Il lui tira de nouveau les cheveux et elle poussa
un cri de douleur.
— Il aime pas qu’on revienne sur une parole
donnée.
La gorge nouée, elle s’efforça de rassembler tout
son courage pour répliquer :
— Je n’en ai pas l’intention. Dites-moi juste où
transférer l’argent et je le lui rendrai.
L’homme approcha son visage de l’oreille de
Harry.
— Le dernier qui a voulu jouer au plus malin avec
le Prophète a eu un malencontreux accident de la route,
chuchota-t-il.
Harry songea à Jonathan Spencer, écrasé par un
camion. Au prix d’un immense effort, elle parvint à refouler un
flot de bile.
— Le Prophète sait que je ne vais pas me dédire,
affirma-t-elle.
De la main droite, elle tâtonnait sur le sol
autour d’elle à la recherche d’une pierre ou d’un bout de bois dont
elle pourrait se servir comme arme.
— Oh, les gens ont tendance à devenir gourmands,
gronda son assaillant. Dans ce cas-là, je m’assure qu’ils vont
brûler en enfer.
Cette fois, l’image de Felix carbonisé dans son
propre appartement traversa l’esprit de Harry, qui étouffa à
grand-peine un gémissement. Au même moment, ses doigts
rencontrèrent un objet dur et froid. Un caillou.
— Et quel… quel sort le Prophète me
réserve-t-il ? demanda-t-elle, une note de défi dans la voix.
Une collision fatale ou le bûcher ?
Elle tâta la pierre, pointue et aussi grosse qu’un
pamplemousse.
Il accentua la pression sur son bras tout en lui
tirant la tête en arrière. Elle ferma les yeux pour retenir les
larmes qui lui brûlaient les paupières. Sa gorge et sa nuque
l’élançaient, il lui semblait que sa colonne allait se rompre d’un
instant à l’autre.
Enfin, l’homme déclara dans un
souffle :
Sans prévenir, il lui expédia son poing dans la
tempe. Harry eut l’impression que son cerveau explosait tandis
qu’un sifflement aigu résonnait dans son oreille. Alors que
l’inconnu lui écrasait le visage contre le sol, elle se rendit
compte qu’elle avait lâché le caillou.
— T’avise pas de bouger et commence à compter. Tu
t’arrêteras quand t’en seras à trois cents.

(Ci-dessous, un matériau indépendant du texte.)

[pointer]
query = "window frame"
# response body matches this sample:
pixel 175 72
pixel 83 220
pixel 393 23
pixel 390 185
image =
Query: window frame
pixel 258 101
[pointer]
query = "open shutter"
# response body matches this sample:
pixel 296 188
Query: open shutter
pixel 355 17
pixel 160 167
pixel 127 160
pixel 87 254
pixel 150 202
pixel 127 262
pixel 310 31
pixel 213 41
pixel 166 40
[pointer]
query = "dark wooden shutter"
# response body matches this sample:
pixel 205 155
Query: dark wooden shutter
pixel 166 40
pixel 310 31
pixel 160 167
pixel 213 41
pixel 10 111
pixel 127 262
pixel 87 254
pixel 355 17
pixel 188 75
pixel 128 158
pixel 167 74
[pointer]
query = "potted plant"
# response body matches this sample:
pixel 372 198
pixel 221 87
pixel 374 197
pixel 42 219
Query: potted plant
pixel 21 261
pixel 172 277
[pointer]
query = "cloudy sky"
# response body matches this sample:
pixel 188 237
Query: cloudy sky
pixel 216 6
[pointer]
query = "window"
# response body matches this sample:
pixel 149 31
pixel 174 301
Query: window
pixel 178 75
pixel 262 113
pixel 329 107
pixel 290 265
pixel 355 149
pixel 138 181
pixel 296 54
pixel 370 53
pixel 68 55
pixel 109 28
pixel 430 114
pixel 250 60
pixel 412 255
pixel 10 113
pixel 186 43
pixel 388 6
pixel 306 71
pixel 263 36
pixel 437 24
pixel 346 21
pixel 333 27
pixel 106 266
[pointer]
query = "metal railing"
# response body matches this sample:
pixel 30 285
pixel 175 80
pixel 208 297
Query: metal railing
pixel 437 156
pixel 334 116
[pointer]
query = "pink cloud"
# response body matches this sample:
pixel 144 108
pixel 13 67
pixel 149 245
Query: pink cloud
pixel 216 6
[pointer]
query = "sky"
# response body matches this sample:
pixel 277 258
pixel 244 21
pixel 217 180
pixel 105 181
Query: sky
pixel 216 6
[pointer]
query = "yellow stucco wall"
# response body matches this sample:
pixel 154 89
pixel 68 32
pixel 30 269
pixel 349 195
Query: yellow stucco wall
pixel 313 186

Comme elle ne réagissait pas, il la frappa de
nouveau, rendant plus sonore le bruit dans l’oreille de
Harry.
— Compte !
Le temps de cracher un peu de terre, et elle
s’exécuta, incapable cependant de maîtriser les tremblements de sa
voix. Enfin, elle sentit son agresseur se dégager. Quand il l’eut
libérée de son poids, elle put respirer plus librement et,
centimètre par centimètre, elle écarta du sol son nez et sa bouche.
Elle entendit les pas de l’inconnu s’éloigner puis décroître dans
l’obscurité.
Quelques instants plus tard s’éleva le
vrombissement du moteur de la Jeep, suivi par un crissement de
pneus lorsque le véhicule démarra. Le silence retomba ensuite sur
la vallée enténébrée. Harry comptait toujours. Elle attendit
d’avoir atteint quatre cents pour éclater en sanglots.